Pseudo-code example…
routine: JournalInTheMorningAtHome () {
I.WalkTo (location:Kitchen);
MorningCoffee := I.PrepareCoffee();
I.WalkTo(location:Study, bringing:MorningCoffee);
I.Sit(location:DESK_CHAIR);
MyNoteBook := I.OpenApp(app:ONENOTE);
I.WriteReflection(media:MyNoteBook);
}
Pseudo-code example…
routine: BurpeeExerciseRoutine (integer:MaximumBurpees) {
integer:BurpeeCount := 0;
try {
while (BurpeeCount < MaximumBurpees) {
I.Stand();
I.Squat();
I.Plank();
I.PushUp();
I.JumpToFeet();
I.JumpInPlace();
BurpeeCount := BurpeeCount + 1;
}
} catch (error) {
if (BurpeeCount >= 1) {
return { TRUE, "Good job starting!", BurpeeCount };
else {
return { FALSE, "Needs Work.", BurpeeCount };
}
return { TRUE, "Max goal met!
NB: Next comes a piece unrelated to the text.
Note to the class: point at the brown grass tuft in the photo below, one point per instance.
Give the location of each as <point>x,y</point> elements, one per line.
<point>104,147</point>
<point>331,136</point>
Good job!", BurpeeCount };
}
Pseudo-code example…
// register event listener to recognize anxiety
I.EmotionalState.AddEventListener("anxious", OnAnxiety);
// define event handler to respond to anxiety
routine: OnAnxiety () {
I.TakeDeepBreath(5);
}
// equivalent shorthand for event listener/handler combination:
When (I.EmotionalState.Current == "anxious") then
I.TakeDeepBreath(5);
Pseudo-code example…
routine: PrepareForMorningExercise () {
I.Find(["shorts", "t-shirt", "heart rate monitor"])
.Put("nightstand");
I’m sure this brain programming metaphor is not novel, but it was useful to me in internalizing the success factors for habit formation revealed in psychological research. In particular, I found it helpful to have the anchor of writing code to program a computer as the model of (almost) how specific and explicit I should be in specifying desired behavior routines for myself. Of course, in applying this knowledge, I did not actually write pseudo-code for myself. Its inclusion here was a playful exercise in articulating the metaphor. However, to start the habit routines, the English I wrote was nearly as directive and concrete in order to avoid the noted pitfalls of ambiguity in cues or desired behavior as well as that of cognitive fatigue.
Example Routine
- Turn off alarm
- Unplug phone
- Walk to bathroom with phone
- Mark time
- Remove, wash & store mouthguard
- Wash face
- Bio-break as necessary
- {Archive Asana inbox items}
- {Clear easy e-mail}
- Strip & weigh-in
- Record weight on iPhone
- Redress
- Mark time
Caffeinate [05:20]
- Walk to kitchen with phone
- Begin coffee preparation
- Open OneNote app & navigate to KAG > Journal
- Add New Page to Journal, titling YYYY-MM-DD
- Put out supplements & medications
- Prepare breakfast if distractingly hungry
- {Tidy kitchen}
- Finish coffee preparation
- Mark time
Write/Reflect [05:30]
- Walk to study with coffee & phone
- Enjoy coffee {eating breakfast + supplements}
- Write reflection in Journal or blog
Meditate [06:00]
- Mark time
- Put cushion on floor
- Sit on cushion in half lotus position
- Set iPhone timer for >= 10 minutes
- Focus with 5 repetitions of box breathing
- Follow breath
- Silence timer
- Mark time
Example Implementation Intentions
- when I feel like checking social media then I will check Asana {@Easy tag} for tasks.
- when I am about to put food on my plate then I will ask myself, “is it worth the calories?”.
- when I take a bite of food then I will put down my utensil while I chew & savor the bite.